Un'azienda che rischia di essere il paradigma di una politica industriale provinciale che ha privilegiato e sostenuto (filiera) politiche di sola riduzione dei costi senza porsi il tema dell'innovazione, della ricerca di nuovi prodotti capaci uscire da un mercato ormai saturo. I lavoratori di questa azienda che rischiano di pagare pesantemente, con la perdita del lavoro e del salario, questa crisi. Attualmente alla Dana si lavora una settimana su quattro e non sempre per l'intera settimana.
In questo ultimo periodo sono stati resi noti i dati sulla disoccupazione in Italia ed in Europa e anche le più rosee previsione sulla fine della crisi lasciano intendere che se ripresa ci sarà, questa sarà pagata dai lavoratori con licenziamenti di massa, demolizione dei diritti collettivi e dello stato sociale accompagnati da tanta precarietà. Quindi anche il futuro dei lavoratori Dana si prospetta inquietante e con i licenziamenti alle porte, tanto che le voci di 200 licenziamenti, anche se smentite, si fanno sempre più insistenti.
Come Comitato siamo qui per sostenere con forza il messaggio che i lavoratori della Dana hanno inviato all'azienda ed alla Provincia:
non accettiamo nessun licenziamento.
Per questo la richiesta del “blocco dei licenziamenti” presentata dalla FIOM nell'ultimo incontro con Federmeccanica sarà anche la nostra bandiera e il fine del nostro agire. Non possiamo permettere, come è avvenuto con i contratti a termine, che a pagare la crisi siano i lavoratori più deboli.
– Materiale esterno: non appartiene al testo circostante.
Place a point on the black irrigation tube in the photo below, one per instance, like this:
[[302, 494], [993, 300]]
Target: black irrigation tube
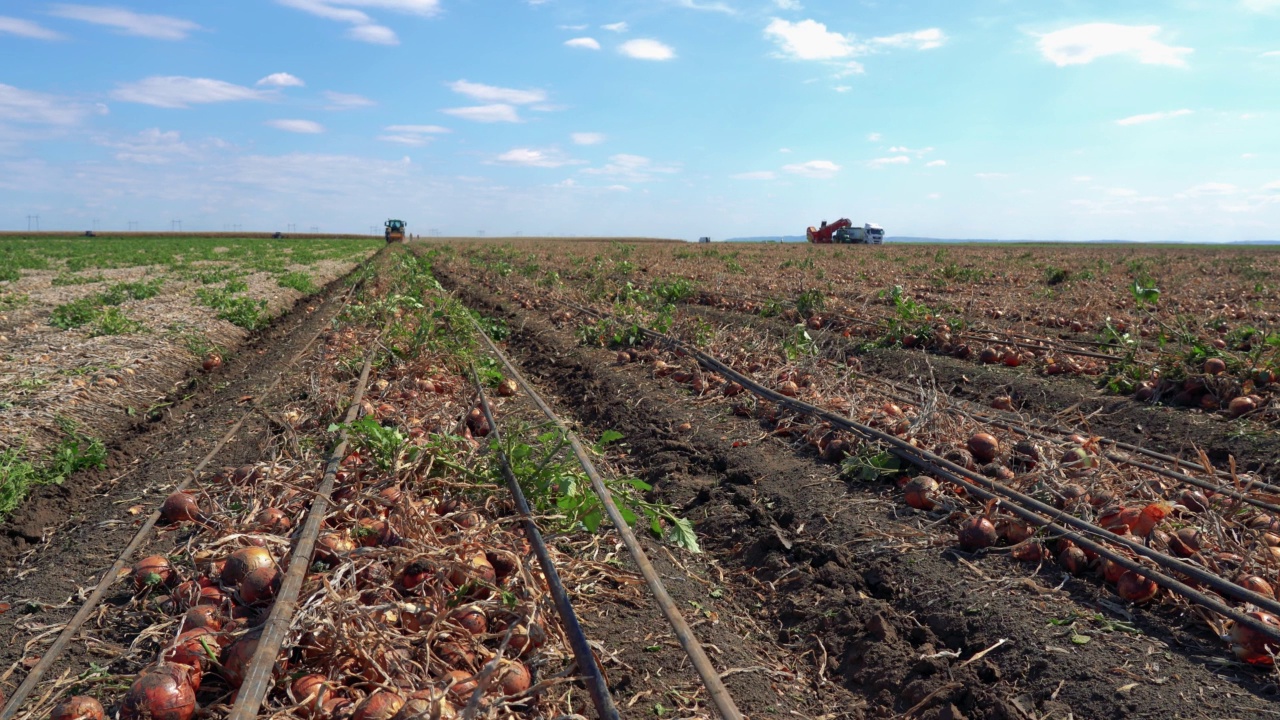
[[1016, 502], [109, 578], [259, 677], [595, 684], [684, 633], [1130, 447]]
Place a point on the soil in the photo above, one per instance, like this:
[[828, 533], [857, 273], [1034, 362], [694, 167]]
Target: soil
[[55, 547], [871, 595], [1065, 400]]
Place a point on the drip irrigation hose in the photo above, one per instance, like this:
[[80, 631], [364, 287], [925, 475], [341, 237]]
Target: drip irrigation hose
[[1015, 501], [693, 648], [109, 578], [257, 678], [568, 618]]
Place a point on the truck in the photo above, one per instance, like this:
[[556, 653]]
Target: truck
[[844, 232]]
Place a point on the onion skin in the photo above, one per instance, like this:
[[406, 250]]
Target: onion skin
[[984, 447], [245, 561], [977, 533], [181, 507], [920, 492], [150, 572], [379, 706], [160, 693], [1251, 646], [1136, 588], [78, 707]]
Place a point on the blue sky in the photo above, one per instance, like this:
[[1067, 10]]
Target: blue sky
[[1047, 119]]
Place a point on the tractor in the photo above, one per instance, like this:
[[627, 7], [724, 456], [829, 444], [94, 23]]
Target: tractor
[[394, 231]]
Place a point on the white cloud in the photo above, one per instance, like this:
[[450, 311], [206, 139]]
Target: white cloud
[[1079, 45], [374, 35], [419, 130], [364, 27], [27, 28], [813, 169], [892, 160], [306, 127], [647, 49], [496, 113], [1261, 5], [492, 94], [808, 40], [927, 39], [177, 91], [36, 108], [1211, 190], [634, 168], [158, 27], [150, 147], [705, 7], [1152, 117], [280, 80], [346, 100], [534, 158]]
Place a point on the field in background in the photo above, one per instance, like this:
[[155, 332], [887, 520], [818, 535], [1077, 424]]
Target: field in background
[[95, 332]]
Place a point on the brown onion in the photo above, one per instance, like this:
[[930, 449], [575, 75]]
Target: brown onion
[[78, 707], [179, 507], [382, 705], [513, 677], [922, 492], [151, 572], [260, 586], [1252, 646], [1136, 588], [245, 561], [977, 533], [161, 692], [983, 446]]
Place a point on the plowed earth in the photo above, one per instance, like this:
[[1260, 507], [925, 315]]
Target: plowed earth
[[863, 589]]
Oggi alla Dana si lavora meno di una settimana al mese e quindi per noi, dire NO AI LICENZIAMENTI, obbliga tutti ad individuare soluzioni innovative sia sul versante degli ammortizzatori sociali sia sul versante di nuove produzioni.
Chiediamo che la provincia intervenga, anche tramite la modifica del fondo Olivi, per sostenere le aziende che attraverso il ricorso ai contratti di solidarietà EVITINO I LICENZIAMENTI che si stanno prospettando al nostro orizzonte.
Chiediamo sostanzialmente che si torni a parlare di riduzione dell'orario di lavoro a parità di salario, per liberare tempo da dedicare alla cultura, alla formazione senza dimenticare l'esigenza di far fronte alle nuove esigenze di assistenza alla famiglia (vedi anziani).
Per questo chiediamo che la provincia metta in campo una politica a sostegno dell'occupazione anche attraverso lo strumento della riduzione dell'orario di lavoro e una task -force per la ricerca di nuove produzioni nei settori innovativi (energie rinnovabili, telefonia, comunicazione, servizi, ecc) compatibili con l'ambiente e quindi capaci di competere sui settori avanzati dell'economia.
Comitato Anticrisi del Trentino
Rovereto, 30 settembre 2009
Rovereto 30 settembre 2009.
Volantinaggio davanti alla Dana
Appuntamento ore 14,00 presso CGILTrento Via Muredei.
Oppure 14,30 - 14,45 davanti Dana di Rovereto
PRESIDIO:
VENERDI 18 SETTEMBRE ORE 9:30 PIAZZA DANTE A TRENTO (di fronte alla provincia)
NOI
Non un solo posto di lavoro, non un solo stipendio devono andare persi
Una crisi di sistema come da decenni non accadeva viene usata per portare un poderoso attacco allo stato sociale. Il liberismo ed i governi che lo spalleggiano, come quello italiano, vogliono imporre la loro ristrutturazione per un’uscita a destra dalla crisi. Vogliono distruggere la contrattazione nazionale arrivando ad una individualizzazione della contrattazione ed a una diffusa precarizzazione del posto di lavoro. Anche in Trentino questo passaggio è alle porte! I lavoratori non possono e non devono accettare questo meccanismo.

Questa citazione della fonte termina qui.